Faculty of Chemical and Food Technology, Institute of Analytical Chemistry, Slovak University of Technology in Bratislava, Bratislava 81237, Slovak Republic.
Faculty of Chemical and Food Technology, Institute of Analytical Chemistry, Slovak University of Technology in Bratislava, Bratislava 81237, Slovak Republic; Institute of Chemistry, Federal University of Rio Grande do Sul, Bento Gonçalves Avenue, 9500, Porto Alegre, RS 91501-970, Brazil.
J Chromatogr A. 2022 Jul 19;1675:463189. doi: 10.1016/j.chroma.2022.463189. Epub 2022 Jun 1.
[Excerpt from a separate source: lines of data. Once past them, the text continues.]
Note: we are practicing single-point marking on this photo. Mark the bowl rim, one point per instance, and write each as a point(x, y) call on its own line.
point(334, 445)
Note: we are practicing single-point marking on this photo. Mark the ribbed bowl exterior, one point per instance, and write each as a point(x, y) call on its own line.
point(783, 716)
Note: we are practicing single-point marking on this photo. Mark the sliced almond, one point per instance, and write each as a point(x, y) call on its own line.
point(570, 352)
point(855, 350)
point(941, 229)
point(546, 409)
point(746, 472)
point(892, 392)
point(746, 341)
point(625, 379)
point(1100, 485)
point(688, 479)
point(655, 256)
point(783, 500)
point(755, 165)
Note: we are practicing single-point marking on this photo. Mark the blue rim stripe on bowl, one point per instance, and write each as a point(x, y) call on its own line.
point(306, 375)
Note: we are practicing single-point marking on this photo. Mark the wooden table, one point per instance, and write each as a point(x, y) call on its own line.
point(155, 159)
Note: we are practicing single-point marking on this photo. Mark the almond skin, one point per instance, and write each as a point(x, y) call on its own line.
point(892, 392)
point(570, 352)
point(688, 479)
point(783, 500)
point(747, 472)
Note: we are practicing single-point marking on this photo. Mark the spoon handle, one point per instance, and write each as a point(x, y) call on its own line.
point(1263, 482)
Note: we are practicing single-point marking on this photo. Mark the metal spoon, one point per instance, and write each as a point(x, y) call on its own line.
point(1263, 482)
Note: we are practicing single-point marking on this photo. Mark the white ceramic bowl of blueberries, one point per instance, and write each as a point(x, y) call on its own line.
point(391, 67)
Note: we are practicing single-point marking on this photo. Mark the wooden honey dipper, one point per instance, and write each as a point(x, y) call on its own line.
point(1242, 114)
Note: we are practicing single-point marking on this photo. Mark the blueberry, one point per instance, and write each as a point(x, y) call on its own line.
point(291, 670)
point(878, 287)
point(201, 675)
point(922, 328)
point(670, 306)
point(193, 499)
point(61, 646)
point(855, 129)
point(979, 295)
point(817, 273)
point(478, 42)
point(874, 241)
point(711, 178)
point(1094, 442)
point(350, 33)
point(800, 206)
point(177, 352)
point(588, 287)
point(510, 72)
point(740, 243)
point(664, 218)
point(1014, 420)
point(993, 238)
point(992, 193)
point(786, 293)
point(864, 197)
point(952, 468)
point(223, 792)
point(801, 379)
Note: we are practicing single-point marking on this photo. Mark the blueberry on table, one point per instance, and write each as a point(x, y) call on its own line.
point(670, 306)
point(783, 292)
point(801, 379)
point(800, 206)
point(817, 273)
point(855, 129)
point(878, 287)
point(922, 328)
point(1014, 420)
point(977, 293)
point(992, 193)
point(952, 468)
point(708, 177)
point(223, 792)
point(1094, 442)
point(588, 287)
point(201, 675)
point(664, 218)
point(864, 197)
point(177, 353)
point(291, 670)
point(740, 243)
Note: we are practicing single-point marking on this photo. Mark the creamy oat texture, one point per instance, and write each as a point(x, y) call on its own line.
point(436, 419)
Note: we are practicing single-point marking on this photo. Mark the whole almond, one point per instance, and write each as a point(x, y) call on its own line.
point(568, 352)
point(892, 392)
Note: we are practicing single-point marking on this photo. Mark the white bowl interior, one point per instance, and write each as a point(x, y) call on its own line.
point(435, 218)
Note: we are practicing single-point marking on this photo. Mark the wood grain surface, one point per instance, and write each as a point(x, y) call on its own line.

In spite of extensive applications of flow modulated comprehensive two-dimensional gas chromatography (FM-GG × GC) in different research areas, its application in the field of chiral separation is very limited. From a practical point of view, the establishment of experimental parameters for enantiomer separations is possibly more demanding in this case. Since the carrier gas flows in both dimensions, it affects not only the separation parameters, but also the fill/flush volumes of the modulator and its working efficiency. In this context, a multivariate design of experiment was applied to find the optimum experimental parameters of a reversed fill/flush (RFF) modulator for enantiomer separation of organic compounds present in botrytized wine samples. The results were described both with response surface methodology and artificial neural networks (ANN). The enantiomeric composition of chiral compounds present in the botrytized wines was used to identify their geographical origin, by principal component analysis (PCA). In addition, the developed one-class partial least squares (OC-PLS) model enabled recognition of the wine samples from the Tokaj wine region with 93% effectiveness in the presence of other samples.
尽管流量调制全二维气相色谱 (FM-GG×GC) 在不同研究领域得到了广泛应用,但在手性分离领域的应用非常有限。从实际的角度来看,在这种情况下建立对映体分离的实验参数可能要求更高。由于载气在两个维度上流动,它不仅影响分离参数,还影响调制器的填充/冲洗体积及其工作效率。在这种情况下,应用多元设计实验来寻找用于对酒石酸葡萄酒样品中存在的有机化合物进行对映体分离的反向填充/冲洗 (RFF) 调制器的最佳实验参数。结果用响应面法和人工神经网络 (ANN) 进行了描述。通过主成分分析 (PCA),利用酒石酸葡萄酒中手性化合物的对映体组成来识别其地理来源。此外,开发的一类偏最小二乘 (OC-PLS) 模型在存在其他样品的情况下,能够以 93%的有效性识别托卡伊葡萄酒区的葡萄酒样品。